Have you thought of OSM validation before? What other big questions should we all be thinking about?

I think we should deal with errors/vandalism right as they happen. Too often we see questionable edits to only find out the user is inactive.

It would make sense to come with some recommended practices how to communicate with users (wrt. wording, content and call to action - which anecdotally seems to increase chances of response / fixing). Then sometimes I don’t know what to do if a user who is still editing doesn’t respond - after all it seems to be a little over-the-top to report every non-communicating user to the DWG. Maybe we could look into giving more people the ability to make until-read-message user blocks.

Other thing is to especially monitor countries with very little established community (in practice everything except Europe, NA, Japan and few more countries). The amount of sloppy edits that go under the radar is too high for a quality map we strive to be. And, in the long term, we should help these countries to grow an autonomous, self-healing community - which doesn’t really need much resources besides people’s time and Internet access.

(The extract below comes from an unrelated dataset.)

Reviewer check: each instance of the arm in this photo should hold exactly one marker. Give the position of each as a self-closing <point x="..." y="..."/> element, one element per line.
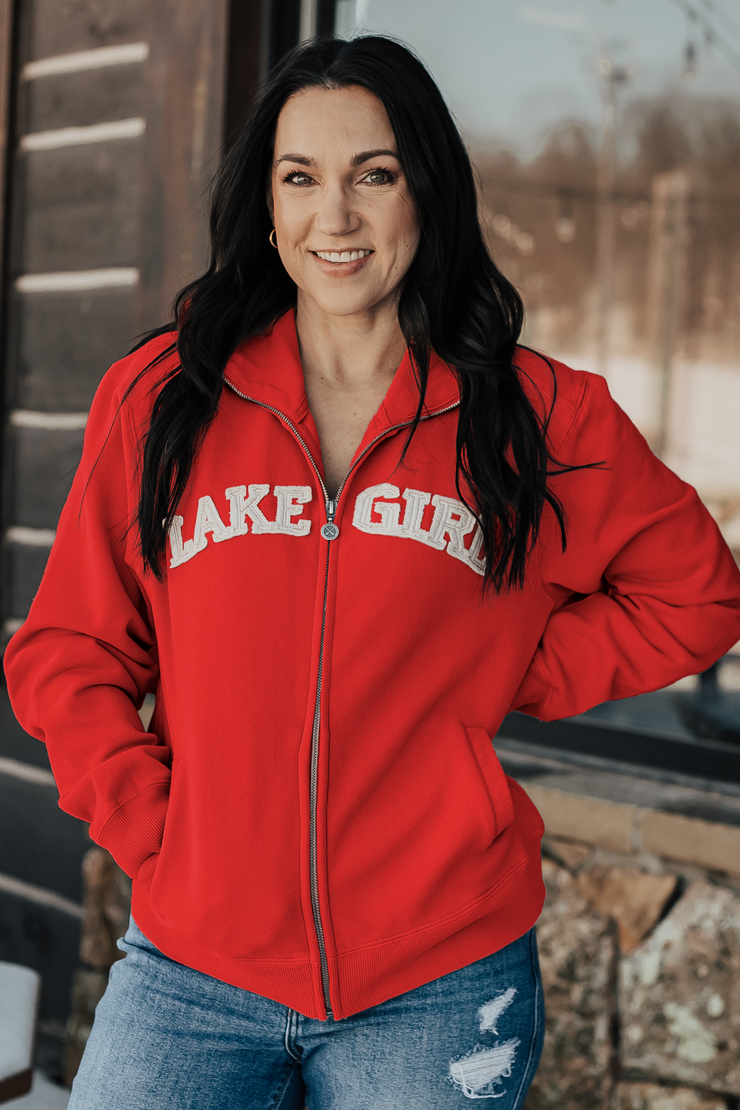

Finally, the problems should be eliminated at the source. Many of them seem to stem from shortcomings of iD. I always feel awkward when making a changeset comment that boils down to “hey, you made a mistake, but you couldn’t have known that because it was caused by deficiency of iD” (real-world example: 1) no support of addr:place 2) people adding names to addresses instead of making correctly tagged POIs). While I’ve seen bhousel (the maintainer) change his stance a little bit, there’s still too little awareness on how iD could do a better job to guide users and be more foolproof.

Comment from SomeoneElse on 9 April 2016 at 12:13

As well as “detecting problems” we also need to ask why a problematic edit was made.

For example, “doodle the dog” in the example above - was that drawn by a bored college student who’d been dragged into a HOT mapping session against their will? If so, perhaps we could try and engage with the person running the class?